Aus der Sitzung des Gemeinderates
Die Gemeinde beteiligt sich an der Sammelbeschaffung eines Feuerwehrfahrzeuges LF10 durch den Freistaat. Bürgermeister Christian Oppel erinnerte, dass das jetzige Fahrzeug LF8 in die Jahre gekommen und heutigen Ansprüchen kaum noch gewachsen ist.
Die Kreisfeuerwehrführung empfahl die Anschaffung eines mittleren Löschfahrzeuges MLF, die örtliche Feuerwehr macht sich jedoch für das LF10 stark, da hier auch 1000 Liter Löschwasser mitgeführt werden können. Zudem ist in der Kabine Raum für eine Gruppe mit acht Personen.
Die Kosten für ein MLF belaufen sich ausstattungsabhängig auf bis zu 350.000 Euro, die Förderung des Freistaates liegt bei 73.580 Euro.
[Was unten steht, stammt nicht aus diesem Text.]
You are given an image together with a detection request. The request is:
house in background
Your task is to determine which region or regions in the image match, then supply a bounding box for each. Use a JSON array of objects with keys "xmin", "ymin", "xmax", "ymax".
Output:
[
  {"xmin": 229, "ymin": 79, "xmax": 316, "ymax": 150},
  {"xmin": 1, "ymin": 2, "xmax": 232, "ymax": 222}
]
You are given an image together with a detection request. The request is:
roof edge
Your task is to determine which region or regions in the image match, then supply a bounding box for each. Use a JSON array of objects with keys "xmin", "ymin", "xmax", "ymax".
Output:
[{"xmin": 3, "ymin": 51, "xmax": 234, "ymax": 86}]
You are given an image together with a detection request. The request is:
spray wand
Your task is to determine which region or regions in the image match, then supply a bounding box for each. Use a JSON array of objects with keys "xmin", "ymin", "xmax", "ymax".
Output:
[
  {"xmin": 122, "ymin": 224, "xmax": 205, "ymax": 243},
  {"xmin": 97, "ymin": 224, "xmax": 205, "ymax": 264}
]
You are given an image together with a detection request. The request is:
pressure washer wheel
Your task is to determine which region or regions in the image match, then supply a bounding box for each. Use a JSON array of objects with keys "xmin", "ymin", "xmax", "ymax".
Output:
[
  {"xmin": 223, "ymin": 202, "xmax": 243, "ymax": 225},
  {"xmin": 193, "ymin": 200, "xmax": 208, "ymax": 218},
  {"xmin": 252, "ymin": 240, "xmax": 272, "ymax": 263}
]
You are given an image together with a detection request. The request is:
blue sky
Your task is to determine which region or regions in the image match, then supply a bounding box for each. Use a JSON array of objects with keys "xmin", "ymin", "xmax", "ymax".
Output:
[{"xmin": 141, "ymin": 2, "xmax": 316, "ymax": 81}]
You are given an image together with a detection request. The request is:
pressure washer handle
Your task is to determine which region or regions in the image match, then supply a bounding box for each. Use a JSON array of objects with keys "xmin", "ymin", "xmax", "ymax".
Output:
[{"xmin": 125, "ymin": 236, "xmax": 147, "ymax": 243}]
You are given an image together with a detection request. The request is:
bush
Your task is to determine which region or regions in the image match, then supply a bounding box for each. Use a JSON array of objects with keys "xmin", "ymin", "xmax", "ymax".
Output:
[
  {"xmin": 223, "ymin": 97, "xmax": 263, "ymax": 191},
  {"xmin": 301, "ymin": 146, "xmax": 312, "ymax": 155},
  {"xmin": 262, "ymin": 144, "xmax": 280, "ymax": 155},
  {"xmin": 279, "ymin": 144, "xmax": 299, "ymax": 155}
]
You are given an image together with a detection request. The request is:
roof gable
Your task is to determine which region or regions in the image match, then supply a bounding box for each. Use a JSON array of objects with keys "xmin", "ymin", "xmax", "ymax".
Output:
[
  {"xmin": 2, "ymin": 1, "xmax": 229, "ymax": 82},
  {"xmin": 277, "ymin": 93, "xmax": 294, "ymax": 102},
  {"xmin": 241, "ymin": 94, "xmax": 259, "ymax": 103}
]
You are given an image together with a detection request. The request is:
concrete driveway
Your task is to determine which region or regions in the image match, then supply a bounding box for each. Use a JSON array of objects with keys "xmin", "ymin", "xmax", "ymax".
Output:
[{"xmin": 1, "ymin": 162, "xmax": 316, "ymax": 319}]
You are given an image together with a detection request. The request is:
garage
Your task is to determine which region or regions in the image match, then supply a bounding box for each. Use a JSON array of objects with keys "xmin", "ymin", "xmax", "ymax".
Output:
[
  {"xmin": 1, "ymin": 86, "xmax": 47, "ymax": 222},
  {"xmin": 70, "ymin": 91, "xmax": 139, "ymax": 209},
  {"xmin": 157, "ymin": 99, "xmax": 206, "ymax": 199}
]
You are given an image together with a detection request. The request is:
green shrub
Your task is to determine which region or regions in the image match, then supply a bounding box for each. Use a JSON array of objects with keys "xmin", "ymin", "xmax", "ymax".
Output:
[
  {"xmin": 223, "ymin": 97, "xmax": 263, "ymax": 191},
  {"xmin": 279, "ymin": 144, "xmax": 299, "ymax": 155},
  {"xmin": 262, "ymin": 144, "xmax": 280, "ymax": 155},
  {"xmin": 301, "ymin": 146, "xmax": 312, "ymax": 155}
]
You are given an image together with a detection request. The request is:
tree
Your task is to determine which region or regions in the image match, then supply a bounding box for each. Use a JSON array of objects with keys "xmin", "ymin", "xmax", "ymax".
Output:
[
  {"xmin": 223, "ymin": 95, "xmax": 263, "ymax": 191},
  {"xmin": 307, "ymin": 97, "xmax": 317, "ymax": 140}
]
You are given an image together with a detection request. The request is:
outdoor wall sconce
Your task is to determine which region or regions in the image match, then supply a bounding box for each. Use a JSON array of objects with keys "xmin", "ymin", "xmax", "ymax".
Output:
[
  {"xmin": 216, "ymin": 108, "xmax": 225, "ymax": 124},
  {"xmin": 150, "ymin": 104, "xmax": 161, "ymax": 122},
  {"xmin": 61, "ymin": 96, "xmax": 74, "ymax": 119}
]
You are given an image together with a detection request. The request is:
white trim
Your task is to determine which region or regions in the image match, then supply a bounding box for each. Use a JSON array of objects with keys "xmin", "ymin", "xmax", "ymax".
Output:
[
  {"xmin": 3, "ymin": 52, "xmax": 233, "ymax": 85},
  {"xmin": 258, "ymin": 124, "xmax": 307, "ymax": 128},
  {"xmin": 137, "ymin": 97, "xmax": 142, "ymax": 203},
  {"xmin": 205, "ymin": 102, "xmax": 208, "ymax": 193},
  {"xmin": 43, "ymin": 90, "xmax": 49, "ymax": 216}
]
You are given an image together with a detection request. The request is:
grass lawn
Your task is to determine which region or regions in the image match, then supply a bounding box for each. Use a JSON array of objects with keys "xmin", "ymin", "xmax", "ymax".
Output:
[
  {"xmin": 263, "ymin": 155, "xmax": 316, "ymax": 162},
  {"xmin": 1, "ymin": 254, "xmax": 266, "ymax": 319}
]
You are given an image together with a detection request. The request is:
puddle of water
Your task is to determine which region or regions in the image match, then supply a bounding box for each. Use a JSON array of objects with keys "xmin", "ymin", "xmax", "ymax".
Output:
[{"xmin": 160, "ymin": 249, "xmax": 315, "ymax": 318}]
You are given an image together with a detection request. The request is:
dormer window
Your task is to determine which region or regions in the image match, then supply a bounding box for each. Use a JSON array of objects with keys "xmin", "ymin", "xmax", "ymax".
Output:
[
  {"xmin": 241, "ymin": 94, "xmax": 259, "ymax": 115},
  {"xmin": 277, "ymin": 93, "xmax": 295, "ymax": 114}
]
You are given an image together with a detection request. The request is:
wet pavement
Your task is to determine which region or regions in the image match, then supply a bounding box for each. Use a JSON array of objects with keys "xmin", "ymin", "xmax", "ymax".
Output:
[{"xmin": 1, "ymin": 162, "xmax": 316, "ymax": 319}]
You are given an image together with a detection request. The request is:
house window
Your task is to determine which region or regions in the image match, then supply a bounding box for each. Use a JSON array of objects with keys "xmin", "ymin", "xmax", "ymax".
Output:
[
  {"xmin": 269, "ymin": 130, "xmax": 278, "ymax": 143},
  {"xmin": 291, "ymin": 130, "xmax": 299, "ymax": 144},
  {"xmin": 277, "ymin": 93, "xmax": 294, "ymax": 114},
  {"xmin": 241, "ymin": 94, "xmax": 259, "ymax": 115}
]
Dabei muss die Gemeindekasse bis zu 277.000 Euro stemmen. Der Gemeindeanteil liegt für das LF10 bei bis zu 340.000 Euro, die Förderung beträgt 109.850 Euro bei Beschaffungskosten von bis zu 450.000 Euro.
Bürgermeister Oppel favorisierte wie die Feuerwehr das LF10. Er zitierte Kreisbrandrat Dirk Albrecht, der die Buchbrunner Feuerwehr mit 46 Aktiven, von denen tagsüber acht, nachts aber 17 Personen verfügbar sind, sehr gut aufgestellt sieht. In Buchbrunn gehören die Schulen, der Kindergarten, die Tagespflege und Versammlungsräume zu den örtlichen Einsatzbereichen, dazu ist entsprechende Ausrüstung Voraussetzung.
In jedem Falle, so Oppel, muss das Feuerwehrgebäude baulich angepasst werden, denn gleich welches Fahrzeug angeschafft wird, reicht die Fahrzeughalle nicht aus. Baumaßnahmen sind auch Voraussetzung, um die Fördermittel zu erhalten.
Der Gemeinderat beschloss schließlich, an der vom Landesfeuerwehrverband durchgeführten Sammelbestellung teilzunehmen. Die Beschaffung steht jedoch unter dem Vorbehalt der staatlichen Förderung. Aufgrund der Sammelbestellung kann sich noch ein günstigerer Preis ergeben.
Hannes Kristmann erinnerte, dass das Feuerwehrhaus seit Jahren in den Besichtigungsberichten der Kreisfeuerwehr auftaucht und Handlungsbedarf in jedem Fall besteht.
Aus der Dorfladen Analyse berichtete Oppel, dass die früheren Öffnungszeiten ab Schuljahresanfang wieder eingeführt werden. Trotz zeitweiliger personalbedingter kürzerer Öffnungszeiten ergaben sich weitgehend unveränderte Umsatzzahlen.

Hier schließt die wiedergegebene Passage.